March 5, 2018    //   By Vinjeru Mkandawire

U.S. cable giant Comcast Corp. has revealed ambitious plans to extend its international footprint with a rival bid for Sky plc, challenging 21st Century Fox Inc.’s efforts to take control of the British pay TV giant.

Comcast, which owns film studio Universal Pictures and NBCUniversal Media LLC’s broadcast TV network NBC (US), on Feb. 27 made a £22 billion takeover bid for Sky of £12.50 per share, which is a 16% premium compared to Fox’s offer of £10.75 per Sky share for the 61% of Sky that Fox does not already own.

Sky’s share price was up 20.64% at £13.33 at 5.44 a.m.

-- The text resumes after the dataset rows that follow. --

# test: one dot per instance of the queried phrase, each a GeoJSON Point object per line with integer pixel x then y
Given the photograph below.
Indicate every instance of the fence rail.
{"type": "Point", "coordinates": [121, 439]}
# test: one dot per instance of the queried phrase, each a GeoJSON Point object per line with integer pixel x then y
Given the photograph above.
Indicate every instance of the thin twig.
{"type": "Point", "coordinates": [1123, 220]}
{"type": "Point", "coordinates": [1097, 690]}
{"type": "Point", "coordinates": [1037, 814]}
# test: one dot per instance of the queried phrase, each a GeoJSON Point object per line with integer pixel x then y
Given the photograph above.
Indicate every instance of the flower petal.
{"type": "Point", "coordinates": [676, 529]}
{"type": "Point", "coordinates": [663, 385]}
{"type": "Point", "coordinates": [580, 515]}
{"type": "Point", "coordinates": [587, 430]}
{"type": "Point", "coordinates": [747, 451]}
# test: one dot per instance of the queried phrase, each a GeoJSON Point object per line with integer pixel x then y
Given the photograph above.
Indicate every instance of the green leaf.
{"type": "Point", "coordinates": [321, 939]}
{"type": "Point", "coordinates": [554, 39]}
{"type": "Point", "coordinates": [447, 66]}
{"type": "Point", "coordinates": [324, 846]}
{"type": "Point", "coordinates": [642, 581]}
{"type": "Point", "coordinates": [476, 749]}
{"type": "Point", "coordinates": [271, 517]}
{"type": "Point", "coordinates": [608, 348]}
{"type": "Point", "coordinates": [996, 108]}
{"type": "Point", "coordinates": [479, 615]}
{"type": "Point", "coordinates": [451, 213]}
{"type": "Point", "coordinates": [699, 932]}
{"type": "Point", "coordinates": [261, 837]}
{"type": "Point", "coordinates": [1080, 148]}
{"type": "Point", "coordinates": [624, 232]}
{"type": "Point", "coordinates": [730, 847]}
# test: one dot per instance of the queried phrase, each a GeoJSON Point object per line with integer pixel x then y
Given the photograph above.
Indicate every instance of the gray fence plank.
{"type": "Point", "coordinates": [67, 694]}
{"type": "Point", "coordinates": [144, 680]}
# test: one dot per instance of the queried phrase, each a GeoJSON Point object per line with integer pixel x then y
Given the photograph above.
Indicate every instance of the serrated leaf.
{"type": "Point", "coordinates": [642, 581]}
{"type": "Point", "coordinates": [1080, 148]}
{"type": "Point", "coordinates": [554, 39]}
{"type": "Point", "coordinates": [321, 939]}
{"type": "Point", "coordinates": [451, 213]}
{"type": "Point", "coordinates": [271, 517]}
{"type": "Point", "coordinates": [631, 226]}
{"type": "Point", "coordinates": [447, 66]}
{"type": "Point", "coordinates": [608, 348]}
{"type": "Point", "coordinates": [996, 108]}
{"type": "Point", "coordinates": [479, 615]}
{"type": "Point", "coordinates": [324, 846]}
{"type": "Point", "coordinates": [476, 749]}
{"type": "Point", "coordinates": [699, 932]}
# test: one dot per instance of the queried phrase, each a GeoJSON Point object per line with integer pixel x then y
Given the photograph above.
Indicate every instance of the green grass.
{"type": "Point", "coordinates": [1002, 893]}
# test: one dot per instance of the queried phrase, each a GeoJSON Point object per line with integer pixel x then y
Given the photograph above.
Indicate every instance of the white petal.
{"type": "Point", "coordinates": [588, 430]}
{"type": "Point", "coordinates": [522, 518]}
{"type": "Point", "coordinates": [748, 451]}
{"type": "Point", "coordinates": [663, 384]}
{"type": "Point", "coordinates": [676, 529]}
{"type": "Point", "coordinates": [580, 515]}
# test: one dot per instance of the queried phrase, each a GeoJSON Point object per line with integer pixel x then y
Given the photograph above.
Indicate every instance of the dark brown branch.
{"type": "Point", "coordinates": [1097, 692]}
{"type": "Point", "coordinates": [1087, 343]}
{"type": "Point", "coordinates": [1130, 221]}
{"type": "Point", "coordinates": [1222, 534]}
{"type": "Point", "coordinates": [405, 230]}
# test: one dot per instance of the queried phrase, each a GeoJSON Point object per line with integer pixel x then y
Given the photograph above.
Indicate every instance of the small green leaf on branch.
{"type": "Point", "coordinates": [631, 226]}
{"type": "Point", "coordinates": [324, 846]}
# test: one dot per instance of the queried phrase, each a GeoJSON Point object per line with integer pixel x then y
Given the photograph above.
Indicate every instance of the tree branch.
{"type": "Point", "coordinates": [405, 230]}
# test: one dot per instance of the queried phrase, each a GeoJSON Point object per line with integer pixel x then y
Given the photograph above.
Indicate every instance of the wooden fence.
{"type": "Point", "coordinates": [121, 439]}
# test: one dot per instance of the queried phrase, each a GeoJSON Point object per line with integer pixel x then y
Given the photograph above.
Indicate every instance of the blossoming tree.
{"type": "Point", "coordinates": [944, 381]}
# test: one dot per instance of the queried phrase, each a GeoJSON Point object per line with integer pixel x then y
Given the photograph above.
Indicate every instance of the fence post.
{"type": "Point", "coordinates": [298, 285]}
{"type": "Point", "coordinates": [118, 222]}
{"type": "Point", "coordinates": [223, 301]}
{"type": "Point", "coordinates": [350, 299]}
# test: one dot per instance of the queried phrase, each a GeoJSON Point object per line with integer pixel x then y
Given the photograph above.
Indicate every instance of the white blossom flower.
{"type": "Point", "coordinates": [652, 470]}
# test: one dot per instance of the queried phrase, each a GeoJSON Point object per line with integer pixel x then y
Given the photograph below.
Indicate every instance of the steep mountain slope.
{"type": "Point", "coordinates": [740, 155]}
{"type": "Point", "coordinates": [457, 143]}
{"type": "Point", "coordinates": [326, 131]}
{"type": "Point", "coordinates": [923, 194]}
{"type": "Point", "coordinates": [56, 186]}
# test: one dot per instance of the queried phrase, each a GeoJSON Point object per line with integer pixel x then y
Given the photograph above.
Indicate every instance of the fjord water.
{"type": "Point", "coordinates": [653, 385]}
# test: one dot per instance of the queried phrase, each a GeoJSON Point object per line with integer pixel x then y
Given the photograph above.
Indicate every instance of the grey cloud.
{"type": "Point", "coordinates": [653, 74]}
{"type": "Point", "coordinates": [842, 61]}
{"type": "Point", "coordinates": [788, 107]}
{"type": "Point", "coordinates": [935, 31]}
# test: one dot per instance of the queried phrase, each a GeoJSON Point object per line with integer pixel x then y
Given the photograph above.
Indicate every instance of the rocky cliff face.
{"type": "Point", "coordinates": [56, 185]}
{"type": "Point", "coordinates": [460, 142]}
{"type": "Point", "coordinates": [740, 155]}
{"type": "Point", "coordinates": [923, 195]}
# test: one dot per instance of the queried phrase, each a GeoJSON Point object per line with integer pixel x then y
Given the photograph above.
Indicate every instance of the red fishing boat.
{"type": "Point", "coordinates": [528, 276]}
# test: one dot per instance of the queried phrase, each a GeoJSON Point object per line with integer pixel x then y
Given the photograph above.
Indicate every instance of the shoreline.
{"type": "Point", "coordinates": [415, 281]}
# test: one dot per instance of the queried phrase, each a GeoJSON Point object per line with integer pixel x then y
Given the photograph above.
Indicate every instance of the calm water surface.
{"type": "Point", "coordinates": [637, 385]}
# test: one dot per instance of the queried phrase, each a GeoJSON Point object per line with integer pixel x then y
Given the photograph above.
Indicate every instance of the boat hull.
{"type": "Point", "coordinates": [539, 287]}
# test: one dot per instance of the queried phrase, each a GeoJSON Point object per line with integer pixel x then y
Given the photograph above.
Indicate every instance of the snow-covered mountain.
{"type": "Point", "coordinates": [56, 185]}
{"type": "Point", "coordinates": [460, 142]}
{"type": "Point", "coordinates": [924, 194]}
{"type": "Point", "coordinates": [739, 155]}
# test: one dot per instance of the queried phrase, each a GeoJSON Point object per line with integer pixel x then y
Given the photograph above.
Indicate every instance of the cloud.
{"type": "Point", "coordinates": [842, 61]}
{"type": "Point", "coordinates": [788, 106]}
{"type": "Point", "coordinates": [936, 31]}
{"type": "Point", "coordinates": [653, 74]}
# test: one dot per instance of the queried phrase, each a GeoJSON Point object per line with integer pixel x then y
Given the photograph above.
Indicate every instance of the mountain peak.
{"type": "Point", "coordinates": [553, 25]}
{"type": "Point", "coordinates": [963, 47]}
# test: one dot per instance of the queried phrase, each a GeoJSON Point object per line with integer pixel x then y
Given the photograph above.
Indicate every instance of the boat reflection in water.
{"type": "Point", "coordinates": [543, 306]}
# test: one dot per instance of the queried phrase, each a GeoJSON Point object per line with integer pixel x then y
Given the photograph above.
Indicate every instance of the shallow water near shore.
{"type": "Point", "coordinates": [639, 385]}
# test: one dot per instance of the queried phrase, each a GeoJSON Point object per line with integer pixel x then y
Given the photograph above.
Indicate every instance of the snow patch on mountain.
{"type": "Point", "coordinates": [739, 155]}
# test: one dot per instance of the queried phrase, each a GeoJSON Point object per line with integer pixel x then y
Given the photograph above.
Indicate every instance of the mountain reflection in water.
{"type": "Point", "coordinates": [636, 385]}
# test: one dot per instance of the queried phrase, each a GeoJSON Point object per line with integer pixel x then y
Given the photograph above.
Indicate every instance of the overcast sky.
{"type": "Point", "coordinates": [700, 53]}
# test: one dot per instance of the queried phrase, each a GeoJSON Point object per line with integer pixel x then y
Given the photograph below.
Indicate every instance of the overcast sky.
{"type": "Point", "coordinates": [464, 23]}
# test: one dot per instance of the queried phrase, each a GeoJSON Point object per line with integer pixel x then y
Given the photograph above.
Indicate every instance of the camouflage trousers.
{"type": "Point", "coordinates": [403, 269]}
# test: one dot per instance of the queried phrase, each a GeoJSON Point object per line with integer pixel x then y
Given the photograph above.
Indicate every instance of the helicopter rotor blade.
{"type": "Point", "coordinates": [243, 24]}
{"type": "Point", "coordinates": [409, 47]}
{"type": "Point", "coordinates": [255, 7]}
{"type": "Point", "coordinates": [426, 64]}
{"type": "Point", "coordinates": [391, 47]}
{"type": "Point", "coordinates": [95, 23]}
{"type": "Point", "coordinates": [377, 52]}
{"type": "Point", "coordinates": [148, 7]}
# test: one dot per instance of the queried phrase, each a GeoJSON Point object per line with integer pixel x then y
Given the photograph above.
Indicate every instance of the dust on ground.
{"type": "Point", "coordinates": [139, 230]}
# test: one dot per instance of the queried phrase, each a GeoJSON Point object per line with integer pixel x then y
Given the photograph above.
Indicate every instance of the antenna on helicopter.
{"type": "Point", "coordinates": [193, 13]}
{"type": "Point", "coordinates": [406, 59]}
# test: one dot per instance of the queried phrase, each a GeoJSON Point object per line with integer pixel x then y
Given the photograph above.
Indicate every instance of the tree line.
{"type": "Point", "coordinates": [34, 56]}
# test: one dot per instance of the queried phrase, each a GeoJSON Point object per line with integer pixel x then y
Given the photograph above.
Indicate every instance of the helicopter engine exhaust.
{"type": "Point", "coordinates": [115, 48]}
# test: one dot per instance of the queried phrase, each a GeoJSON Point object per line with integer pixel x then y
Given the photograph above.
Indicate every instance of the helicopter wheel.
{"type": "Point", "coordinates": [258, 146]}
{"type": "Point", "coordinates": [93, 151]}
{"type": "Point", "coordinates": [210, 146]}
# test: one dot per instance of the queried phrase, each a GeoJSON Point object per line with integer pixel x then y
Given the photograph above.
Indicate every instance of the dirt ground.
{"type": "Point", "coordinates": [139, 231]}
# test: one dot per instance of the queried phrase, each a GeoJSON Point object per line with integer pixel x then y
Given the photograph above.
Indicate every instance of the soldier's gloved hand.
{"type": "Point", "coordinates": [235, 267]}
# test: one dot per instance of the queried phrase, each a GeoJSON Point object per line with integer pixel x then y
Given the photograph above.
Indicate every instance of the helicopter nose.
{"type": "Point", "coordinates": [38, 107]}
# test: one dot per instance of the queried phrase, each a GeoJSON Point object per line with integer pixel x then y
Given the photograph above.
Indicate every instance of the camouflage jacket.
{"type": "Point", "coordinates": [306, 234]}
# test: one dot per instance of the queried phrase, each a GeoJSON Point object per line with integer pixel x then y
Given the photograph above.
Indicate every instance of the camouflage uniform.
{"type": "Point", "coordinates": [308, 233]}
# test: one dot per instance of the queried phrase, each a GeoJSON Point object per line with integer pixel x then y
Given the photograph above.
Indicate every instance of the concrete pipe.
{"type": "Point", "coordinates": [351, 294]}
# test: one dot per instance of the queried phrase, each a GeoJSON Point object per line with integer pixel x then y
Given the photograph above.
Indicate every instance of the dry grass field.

ET on Feb. 27.

Comcast Chairman and CEO Brian Roberts said during a Feb. 27 analyst call that with Sky’s leadership in the “highly attractive” European market, combined with greater prospects for more international revenues, the deal offered “compelling” strategic benefits for shareholders.

He said NBC already produces content in multiple languages around the world and that an offer for Sky would accelerate those efforts.

“Local content is a strategy that has been working throughout the world,” Roberts said, adding that the group would follow Sky’s market-by-market approach in Europe.

A takeover of Sky would expand Comcast’s revenues from outside the U.S. from a 9% share of total earnings to 25%, Roberts added.

Liberum analyst Ian Whittaker thinks there is a strong rationale for Comcast to buy Sky; the acquisition would give it immediate leadership positions in the British, German and Italian pay TV markets and a presence in Spain.

‘Very powerful’ network

“At the moment, Comcast does have a presence in these markets, mainly through its NBCUniversal film and TV assets, but [Sky] would give it a very powerful distribution pan-European network,” Whittaker said.

Comcast already owns “Downton Abbey” producer Carnival Films, which is based in London, and Roberts said the company is prepared to fund Sky’s continued expansion across Europe.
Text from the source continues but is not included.